Des élèves qui fréquentent l’école du Parchemin d’East Angus pourraient être déplacés vers l’école Saint-Paul de Scotstown.

Des écoliers de Bury déplacés vers Scotstown?

Des parents de Bury s’inquiètent du possible déplacement de leurs enfants de l’école du Parchemin d’East Angus vers l’école Saint-Paul de Scotstown. S’ils n’ont pas envie de voir leur enfant changer d’école, une telle décision de la Commission scolaire des Hauts-Cantons (CSHC) permettrait toutefois à la petite école de Scotstown d’envisager un meilleur avenir, cette dernière ne comptant maintenant qu’une vingtaine d’élèves.

Ce sont quelque 60 élèves de Bury qui pourraient grossir les rangs de l’école Saint-Paul de Scotstown à la prochaine rentrée scolaire si la CSHC va de l’avant avec ce scénario.

L’école de Scotstown compte déjà environ cinq enfants qui habitent à Bury. Alors que les élèves de l’école du Parchemin sont à l’étroit et que les prévisions d’effectifs montrent une tendance à la hausse.

Le temps de déplacement entre Bury-East Angus et Bury-Scotstown se ressemble.

Or, bon nombre de parents qui habitent à Bury travaillent à East Angus ou encore à Sherbrooke, déplore Annie Duhaime, une mère de Bury qui représente un groupe de parents dont les enfants fréquentent l’école du Parchemin et qui pourraient être transférés à Scotstown. C’est sans compter le sentiment d’appartenance développé par les enfants envers leur école en raison de certains projets ou programmes.

La mère de quatre enfants souligne aussi que des parents qui se sont installés à Bury avaient visité l’école du Parchemin et cru que leur enfant y mènerait son parcours scolaire.

Alors que la décision doit être prise au conseil des commissaires le 30 janvier, une pétition sera lancée par le groupe de parents.

Le directeur général de la CSHC, Martial Gaudreau, indique que l’organisation a évalué cinq scénarios différents, et le déplacement des élèves vers Scotstown, en modifiant les bassins des deux écoles concernées, demeure le premier choix.
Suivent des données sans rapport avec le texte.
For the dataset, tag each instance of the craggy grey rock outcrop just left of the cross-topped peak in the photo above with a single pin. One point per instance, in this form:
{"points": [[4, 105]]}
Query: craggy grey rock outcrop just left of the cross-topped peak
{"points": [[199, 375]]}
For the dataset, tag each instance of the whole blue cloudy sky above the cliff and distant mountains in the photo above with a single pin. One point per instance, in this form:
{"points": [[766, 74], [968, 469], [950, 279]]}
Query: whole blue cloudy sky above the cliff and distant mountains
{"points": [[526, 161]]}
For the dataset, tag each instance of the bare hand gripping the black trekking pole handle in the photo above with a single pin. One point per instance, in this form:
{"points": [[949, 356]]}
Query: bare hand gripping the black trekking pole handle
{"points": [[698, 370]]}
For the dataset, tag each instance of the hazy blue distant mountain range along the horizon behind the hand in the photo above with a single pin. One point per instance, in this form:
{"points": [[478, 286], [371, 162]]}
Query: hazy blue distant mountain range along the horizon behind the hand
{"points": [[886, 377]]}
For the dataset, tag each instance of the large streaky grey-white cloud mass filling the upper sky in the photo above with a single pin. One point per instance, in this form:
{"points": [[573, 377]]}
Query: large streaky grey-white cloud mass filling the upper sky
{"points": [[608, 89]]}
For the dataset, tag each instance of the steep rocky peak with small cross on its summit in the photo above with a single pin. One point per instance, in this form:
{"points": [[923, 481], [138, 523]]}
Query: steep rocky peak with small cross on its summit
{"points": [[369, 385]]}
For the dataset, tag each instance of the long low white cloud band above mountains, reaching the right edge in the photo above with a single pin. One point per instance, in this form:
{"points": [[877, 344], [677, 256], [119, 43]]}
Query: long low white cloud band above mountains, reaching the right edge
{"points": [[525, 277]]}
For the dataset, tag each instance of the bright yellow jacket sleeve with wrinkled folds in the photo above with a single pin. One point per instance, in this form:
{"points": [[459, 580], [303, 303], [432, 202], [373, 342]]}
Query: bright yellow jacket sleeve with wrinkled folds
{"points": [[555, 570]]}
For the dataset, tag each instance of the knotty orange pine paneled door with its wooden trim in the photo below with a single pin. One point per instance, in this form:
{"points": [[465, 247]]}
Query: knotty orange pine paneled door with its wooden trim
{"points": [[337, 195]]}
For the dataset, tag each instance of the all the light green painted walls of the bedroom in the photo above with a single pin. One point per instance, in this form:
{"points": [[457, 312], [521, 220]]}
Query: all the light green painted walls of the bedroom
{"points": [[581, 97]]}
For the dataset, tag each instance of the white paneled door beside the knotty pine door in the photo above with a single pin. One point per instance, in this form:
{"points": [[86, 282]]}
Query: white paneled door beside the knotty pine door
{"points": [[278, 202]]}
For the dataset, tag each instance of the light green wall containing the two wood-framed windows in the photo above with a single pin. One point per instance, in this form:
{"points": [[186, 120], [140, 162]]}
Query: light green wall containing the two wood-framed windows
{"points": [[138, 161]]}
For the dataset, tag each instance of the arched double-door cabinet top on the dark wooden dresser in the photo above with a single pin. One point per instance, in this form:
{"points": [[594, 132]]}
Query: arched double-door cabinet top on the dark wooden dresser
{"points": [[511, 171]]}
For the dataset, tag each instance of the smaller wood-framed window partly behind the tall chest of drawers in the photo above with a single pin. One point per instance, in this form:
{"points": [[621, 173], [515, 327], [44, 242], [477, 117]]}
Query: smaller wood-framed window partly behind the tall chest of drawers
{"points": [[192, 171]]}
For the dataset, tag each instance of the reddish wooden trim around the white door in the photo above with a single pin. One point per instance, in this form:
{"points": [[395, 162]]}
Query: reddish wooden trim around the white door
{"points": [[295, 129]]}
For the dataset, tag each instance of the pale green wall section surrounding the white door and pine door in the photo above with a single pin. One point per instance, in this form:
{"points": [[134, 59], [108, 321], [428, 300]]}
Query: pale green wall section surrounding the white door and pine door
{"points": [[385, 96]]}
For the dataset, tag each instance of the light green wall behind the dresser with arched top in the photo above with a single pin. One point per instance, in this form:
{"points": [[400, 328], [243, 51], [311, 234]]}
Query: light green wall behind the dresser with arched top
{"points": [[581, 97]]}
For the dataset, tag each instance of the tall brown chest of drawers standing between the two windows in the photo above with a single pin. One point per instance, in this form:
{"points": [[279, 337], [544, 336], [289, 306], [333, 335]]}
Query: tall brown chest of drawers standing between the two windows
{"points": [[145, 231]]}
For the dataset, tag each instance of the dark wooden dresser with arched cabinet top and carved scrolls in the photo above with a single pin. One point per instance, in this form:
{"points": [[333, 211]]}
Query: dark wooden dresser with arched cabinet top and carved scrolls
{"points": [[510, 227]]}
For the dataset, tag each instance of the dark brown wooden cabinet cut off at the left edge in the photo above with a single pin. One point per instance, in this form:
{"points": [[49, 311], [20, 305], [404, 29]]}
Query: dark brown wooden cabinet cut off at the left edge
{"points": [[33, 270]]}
« L’école de Scotstown est en perte d’élèves depuis des années. On a une opportunité », commente M. Gaudreau, qui note que les établissements de Dudswell et Cookshire sont pleins. « L’école la plus proche, c’est Scotstown. » Les services d’enseignement de l’école Saint-Paul s’autofinancent, mais la CSHC doit parfois contribuer financièrement, notamment pour l’entretien du bâtiment.

Le directeur général dit comprendre que le changement dérange. Il est aussi conscient que les parents se déplacent davantage de Bury vers East Angus que vers Scotstown. Si la CSHC opte pour le déplacement des élèves de Bury, la commission scolaire pourrait offrir tout de même le service de garde à l’école Pope Memorial de Bury.
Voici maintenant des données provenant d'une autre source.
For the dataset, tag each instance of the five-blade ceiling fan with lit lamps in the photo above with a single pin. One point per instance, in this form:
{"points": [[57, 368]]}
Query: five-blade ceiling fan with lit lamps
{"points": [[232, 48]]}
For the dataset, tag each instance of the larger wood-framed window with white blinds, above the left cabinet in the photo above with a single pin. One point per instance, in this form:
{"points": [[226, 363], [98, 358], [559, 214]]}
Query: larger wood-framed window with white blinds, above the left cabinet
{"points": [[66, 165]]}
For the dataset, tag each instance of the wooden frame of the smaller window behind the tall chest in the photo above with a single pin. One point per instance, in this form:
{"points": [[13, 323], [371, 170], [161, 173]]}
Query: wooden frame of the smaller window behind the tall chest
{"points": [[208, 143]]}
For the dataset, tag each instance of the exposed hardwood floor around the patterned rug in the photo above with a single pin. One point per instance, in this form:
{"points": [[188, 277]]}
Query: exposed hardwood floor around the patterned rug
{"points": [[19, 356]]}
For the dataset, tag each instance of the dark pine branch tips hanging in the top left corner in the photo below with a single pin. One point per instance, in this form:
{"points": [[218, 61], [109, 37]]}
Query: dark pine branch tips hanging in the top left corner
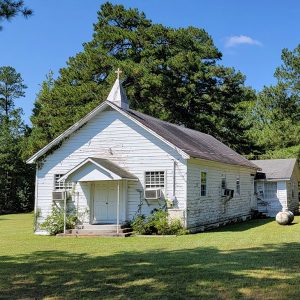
{"points": [[11, 8]]}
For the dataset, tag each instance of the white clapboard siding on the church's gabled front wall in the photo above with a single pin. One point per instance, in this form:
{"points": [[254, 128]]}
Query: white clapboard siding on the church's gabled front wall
{"points": [[112, 136]]}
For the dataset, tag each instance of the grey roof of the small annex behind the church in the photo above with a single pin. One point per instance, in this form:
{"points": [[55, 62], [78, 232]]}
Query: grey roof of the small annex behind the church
{"points": [[276, 169]]}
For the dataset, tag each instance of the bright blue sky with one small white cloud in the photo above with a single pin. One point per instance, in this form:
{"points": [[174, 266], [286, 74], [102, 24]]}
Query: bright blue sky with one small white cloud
{"points": [[250, 34]]}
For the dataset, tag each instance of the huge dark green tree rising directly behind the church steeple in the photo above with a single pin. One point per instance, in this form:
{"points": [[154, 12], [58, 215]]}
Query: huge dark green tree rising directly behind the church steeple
{"points": [[172, 74]]}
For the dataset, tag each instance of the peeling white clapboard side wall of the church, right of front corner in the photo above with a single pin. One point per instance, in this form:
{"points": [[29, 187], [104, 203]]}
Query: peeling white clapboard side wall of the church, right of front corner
{"points": [[210, 209]]}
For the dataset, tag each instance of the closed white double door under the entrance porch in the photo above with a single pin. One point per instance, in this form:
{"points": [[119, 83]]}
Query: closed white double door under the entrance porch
{"points": [[105, 202]]}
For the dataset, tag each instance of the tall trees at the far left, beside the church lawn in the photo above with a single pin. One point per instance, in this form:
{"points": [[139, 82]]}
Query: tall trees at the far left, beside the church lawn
{"points": [[16, 178]]}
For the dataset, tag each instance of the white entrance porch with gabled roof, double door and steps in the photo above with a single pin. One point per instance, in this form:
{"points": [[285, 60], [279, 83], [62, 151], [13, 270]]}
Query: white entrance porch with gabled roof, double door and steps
{"points": [[107, 192]]}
Une telle solution soulève toutefois des interrogations pour les parents, notamment en raison des rendez-vous et des activités parascolaires, note Mme Duhaime.

Le scénario de la demande d’agrandissement n’a pas été retenu. Selon les règles du ministère de l’Éducation, la CSHC ne pourrait faire une demande d’agrandissement si des locaux sont disponibles à proximité.
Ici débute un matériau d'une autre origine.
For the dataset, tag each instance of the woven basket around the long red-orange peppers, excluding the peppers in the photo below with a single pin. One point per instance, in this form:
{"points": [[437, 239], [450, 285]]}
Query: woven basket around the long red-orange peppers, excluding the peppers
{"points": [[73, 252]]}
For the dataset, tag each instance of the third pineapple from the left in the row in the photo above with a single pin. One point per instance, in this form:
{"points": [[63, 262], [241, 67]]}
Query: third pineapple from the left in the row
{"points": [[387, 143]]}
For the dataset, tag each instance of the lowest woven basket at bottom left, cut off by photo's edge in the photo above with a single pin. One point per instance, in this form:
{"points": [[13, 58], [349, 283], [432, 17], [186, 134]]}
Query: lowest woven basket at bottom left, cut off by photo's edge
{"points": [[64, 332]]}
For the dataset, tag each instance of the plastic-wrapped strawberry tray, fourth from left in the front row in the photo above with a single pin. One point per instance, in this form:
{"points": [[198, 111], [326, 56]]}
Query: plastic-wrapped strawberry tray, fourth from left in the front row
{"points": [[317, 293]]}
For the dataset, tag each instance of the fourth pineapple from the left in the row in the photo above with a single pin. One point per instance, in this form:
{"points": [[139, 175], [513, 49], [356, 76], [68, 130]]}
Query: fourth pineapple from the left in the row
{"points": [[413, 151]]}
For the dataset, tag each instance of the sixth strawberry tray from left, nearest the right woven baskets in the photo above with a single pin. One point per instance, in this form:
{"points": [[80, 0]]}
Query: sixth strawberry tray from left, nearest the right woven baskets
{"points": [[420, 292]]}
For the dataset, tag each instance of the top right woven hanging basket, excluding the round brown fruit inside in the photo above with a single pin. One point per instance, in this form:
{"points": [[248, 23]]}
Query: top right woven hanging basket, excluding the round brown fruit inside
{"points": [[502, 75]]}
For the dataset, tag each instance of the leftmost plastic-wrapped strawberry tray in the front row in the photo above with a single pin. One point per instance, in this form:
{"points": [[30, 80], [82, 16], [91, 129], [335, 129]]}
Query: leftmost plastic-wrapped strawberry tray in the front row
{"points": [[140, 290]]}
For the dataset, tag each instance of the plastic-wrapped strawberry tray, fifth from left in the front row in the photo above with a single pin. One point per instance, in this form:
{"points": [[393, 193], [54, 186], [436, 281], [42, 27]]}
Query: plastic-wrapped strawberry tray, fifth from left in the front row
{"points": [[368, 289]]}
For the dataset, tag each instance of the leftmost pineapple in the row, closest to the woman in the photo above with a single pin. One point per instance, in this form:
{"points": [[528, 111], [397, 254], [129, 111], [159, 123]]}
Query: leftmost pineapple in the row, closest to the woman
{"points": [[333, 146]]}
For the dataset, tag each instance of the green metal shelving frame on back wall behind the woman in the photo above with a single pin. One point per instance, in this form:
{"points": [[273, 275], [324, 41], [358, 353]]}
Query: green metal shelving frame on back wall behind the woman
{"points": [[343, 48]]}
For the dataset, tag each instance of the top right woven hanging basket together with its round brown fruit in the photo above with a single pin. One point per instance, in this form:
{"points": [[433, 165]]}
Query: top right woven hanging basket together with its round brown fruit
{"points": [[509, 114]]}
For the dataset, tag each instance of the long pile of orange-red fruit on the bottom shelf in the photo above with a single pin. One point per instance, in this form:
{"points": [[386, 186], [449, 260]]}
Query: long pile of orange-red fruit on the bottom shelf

La commission scolaire a aussi regardé la possibilité d’établir une collaboration avec la Commission scolaire Eastern Townships (CSET), mais cette option n’a finalement pas été retenue faute de place. La CSHC a aussi pensé à utiliser le local du conseil des commissaires pour accueillir les enfants, mais cette option n’aurait pas complètement réglé le problème de surpopulation. La possibilité d’envoyer des élèves du primaire à la polyvalente Louis Saint-Laurent a aussi été écartée.